Gabriel Alejandro Rincones Jr. (born March 3, 2001) is an American professional baseball outfielder in the Philadelphia Phillies organization. He made his Major League Baseball (MLB) debut in 2026.

==Early life and amateur career==
Rincones was born March 3, 2001, in Boynton Beach, Florida, and he grew up playing baseball in Venezuela. When Rincones was six years old, his family moved to Glenrothes for his father's job. Although he picked up swimming and judo in Scotland, Rincones had no opportunity to play baseball there, and he returned to North America when he was 12 years old. After staying with family in Venezuela, Rincones moved in with his aunt in Florida. Because he had not played baseball in Scotland, Rincones struggled to keep up with his teammates at Henry B. Plant High School, and was cut from the team in his first two seasons.

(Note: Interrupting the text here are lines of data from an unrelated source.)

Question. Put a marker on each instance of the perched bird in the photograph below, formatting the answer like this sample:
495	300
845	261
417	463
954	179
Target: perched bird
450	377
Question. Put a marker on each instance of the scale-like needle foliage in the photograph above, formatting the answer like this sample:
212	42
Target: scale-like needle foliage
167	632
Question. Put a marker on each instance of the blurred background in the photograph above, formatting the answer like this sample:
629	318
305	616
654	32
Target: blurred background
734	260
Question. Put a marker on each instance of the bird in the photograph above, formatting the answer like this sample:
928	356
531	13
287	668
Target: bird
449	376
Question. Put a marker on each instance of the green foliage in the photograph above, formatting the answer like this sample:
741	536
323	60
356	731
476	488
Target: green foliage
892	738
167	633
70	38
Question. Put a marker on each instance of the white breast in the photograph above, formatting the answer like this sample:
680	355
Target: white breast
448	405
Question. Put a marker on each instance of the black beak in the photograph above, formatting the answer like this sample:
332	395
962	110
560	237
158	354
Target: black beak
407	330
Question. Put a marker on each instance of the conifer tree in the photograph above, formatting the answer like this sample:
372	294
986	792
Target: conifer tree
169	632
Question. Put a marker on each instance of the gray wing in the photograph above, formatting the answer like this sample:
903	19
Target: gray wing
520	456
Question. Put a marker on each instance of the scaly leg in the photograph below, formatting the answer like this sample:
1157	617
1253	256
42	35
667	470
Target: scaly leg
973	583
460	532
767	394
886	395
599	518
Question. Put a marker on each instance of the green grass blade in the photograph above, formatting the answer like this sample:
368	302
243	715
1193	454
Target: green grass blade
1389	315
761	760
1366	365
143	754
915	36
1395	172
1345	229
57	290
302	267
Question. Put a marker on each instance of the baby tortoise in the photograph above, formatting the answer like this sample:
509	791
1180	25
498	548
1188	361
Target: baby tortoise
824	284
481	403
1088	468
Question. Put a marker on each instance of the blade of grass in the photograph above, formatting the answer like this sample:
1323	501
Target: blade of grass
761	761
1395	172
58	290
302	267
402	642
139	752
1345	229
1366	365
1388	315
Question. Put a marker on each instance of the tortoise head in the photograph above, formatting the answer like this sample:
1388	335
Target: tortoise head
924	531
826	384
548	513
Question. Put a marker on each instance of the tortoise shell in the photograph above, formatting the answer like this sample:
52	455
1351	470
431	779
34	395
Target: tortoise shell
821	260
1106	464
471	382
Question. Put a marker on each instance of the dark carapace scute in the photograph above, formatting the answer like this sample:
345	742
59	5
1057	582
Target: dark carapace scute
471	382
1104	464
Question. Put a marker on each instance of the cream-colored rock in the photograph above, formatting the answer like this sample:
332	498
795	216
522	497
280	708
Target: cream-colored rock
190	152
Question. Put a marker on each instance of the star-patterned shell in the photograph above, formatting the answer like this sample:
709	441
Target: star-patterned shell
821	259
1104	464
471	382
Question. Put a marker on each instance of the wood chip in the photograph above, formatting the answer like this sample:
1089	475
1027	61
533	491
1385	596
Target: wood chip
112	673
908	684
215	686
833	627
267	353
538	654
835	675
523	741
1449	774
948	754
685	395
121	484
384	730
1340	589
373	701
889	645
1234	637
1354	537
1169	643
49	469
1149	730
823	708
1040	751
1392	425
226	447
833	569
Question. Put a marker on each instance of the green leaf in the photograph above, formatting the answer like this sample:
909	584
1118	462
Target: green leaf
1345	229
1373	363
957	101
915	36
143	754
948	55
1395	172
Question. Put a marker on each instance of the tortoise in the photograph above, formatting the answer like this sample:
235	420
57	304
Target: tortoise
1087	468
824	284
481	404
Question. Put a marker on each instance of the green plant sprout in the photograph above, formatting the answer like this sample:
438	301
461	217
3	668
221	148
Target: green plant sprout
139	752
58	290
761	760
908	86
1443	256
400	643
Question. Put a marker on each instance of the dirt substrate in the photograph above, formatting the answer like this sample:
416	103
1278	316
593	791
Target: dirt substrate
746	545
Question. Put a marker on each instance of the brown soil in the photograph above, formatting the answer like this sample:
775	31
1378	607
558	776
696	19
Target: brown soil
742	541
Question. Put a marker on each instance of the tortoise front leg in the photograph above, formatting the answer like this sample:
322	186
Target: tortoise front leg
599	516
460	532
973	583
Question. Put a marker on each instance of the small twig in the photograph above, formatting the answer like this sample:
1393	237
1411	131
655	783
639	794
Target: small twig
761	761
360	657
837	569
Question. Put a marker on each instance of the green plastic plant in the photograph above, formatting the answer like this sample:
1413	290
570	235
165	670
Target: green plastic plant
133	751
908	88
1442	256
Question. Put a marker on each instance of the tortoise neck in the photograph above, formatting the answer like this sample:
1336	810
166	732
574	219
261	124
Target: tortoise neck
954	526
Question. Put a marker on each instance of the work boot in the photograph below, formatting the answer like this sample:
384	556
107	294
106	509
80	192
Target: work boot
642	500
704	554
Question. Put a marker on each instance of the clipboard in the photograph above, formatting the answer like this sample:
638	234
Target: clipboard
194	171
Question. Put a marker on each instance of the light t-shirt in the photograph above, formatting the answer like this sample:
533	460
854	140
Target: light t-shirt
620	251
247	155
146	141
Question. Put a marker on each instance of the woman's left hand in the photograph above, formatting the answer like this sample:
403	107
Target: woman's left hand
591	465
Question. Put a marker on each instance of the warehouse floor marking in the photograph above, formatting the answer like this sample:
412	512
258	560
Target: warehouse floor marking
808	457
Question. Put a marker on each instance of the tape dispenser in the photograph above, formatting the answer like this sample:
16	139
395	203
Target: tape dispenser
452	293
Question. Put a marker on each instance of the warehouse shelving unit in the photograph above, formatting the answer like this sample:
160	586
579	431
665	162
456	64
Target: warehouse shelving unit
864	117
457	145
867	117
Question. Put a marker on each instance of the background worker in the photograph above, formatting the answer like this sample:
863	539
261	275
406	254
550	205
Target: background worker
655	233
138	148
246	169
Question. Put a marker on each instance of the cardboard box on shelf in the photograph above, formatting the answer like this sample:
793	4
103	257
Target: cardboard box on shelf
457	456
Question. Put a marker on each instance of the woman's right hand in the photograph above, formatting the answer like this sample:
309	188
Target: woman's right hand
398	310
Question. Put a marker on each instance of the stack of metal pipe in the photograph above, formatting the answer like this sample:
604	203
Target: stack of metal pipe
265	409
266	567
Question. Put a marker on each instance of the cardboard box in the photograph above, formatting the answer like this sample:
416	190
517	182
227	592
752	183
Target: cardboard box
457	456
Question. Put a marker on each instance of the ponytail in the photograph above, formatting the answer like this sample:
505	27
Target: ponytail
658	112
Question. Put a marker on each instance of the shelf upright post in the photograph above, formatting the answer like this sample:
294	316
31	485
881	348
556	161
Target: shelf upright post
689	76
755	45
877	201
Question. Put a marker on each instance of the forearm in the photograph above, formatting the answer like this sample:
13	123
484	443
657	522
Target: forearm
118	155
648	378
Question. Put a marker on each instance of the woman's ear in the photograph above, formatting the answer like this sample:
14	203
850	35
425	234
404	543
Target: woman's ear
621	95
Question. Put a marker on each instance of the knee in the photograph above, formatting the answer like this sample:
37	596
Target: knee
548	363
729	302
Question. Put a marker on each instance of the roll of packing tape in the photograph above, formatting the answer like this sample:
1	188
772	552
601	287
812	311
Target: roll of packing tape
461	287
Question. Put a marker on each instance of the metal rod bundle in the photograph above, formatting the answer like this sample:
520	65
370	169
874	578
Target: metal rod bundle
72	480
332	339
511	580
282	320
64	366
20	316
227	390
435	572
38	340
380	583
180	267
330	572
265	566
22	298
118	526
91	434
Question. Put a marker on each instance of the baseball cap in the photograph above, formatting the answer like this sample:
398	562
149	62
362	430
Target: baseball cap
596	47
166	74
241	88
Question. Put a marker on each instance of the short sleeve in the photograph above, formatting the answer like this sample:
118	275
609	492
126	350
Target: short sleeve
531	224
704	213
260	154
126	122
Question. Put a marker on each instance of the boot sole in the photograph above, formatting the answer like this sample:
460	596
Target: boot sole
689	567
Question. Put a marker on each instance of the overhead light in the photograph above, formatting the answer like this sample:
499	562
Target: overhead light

He played junior college baseball at St. Petersburg College. As a freshman, he batted .432 with 11 doubles, four home runs and 28 RBI. Rincones was named the Florida State College Activities Association (FCSAA) Player of the Year after hitting for a .415 average with 19 doubles, six home runs, and 43 RBI during his sophomore season. He also committed to transfer to Florida Atlantic University (FAU) for his remaining eligibility. Rincones drafted by the San Diego Padres in the 19th round of the 2021 Major League Baseball draft, but opted not to sign with the team. In his only season playing for the FAU Owls, Rincones batted .346 with 19 home runs and 69 RBI and was named the Conference USA Newcomer of the Year.

==Professional career==
===Draft and minor leagues (2022–2026)===
Rincones was selected in the third round of the 2022 Major League Baseball draft by the Philadelphia Phillies. He made his professional debut in 2023 for the Single-A Clearwater Threshers, before being promoted to the High-A Jersey Shore BlueClaws on June 12. Rincones opened the 2024 season with the Double-A Reading Fightin Phils. He posted a .300/.417/.600 slash line across 60 plate appearances with the team before landing on the injured list due a right thumb ligament tear on April 24. After a late season return, Rincones finished the season with a .263/.357/.487 slash line at the Double-A level. He was then sent to the Glendale Desert Dogs of the Arizona Fall League following the season.

Rincones made 119 appearances for the Triple-A Lehigh Valley IronPigs in 2025, batting .240/.370/.430 with 18 home runs, 73 RBI, and 21 stolen bases. On November 18, 2025, the Phillies added Rincones to their 40-man roster to protect him from the Rule 5 draft.

Rincones was optioned to Triple-A Lehigh Valley to begin the 2026 season. In his first 12 appearances for the club, he batted .239/.345/.283 with five RBI and two stolen bases.

===Philadelphia Phillies (2026–present)===
On June 12, 2026, Rincones was promoted to the major leagues for the first time following an injury to Adolis García.

==International career==
Rincones has represented the Great Britain national baseball team in international competition. Competing with the team during the 2021 European Baseball Championship, Rincones played in six games, hitting .259 with three doubles and four RBI.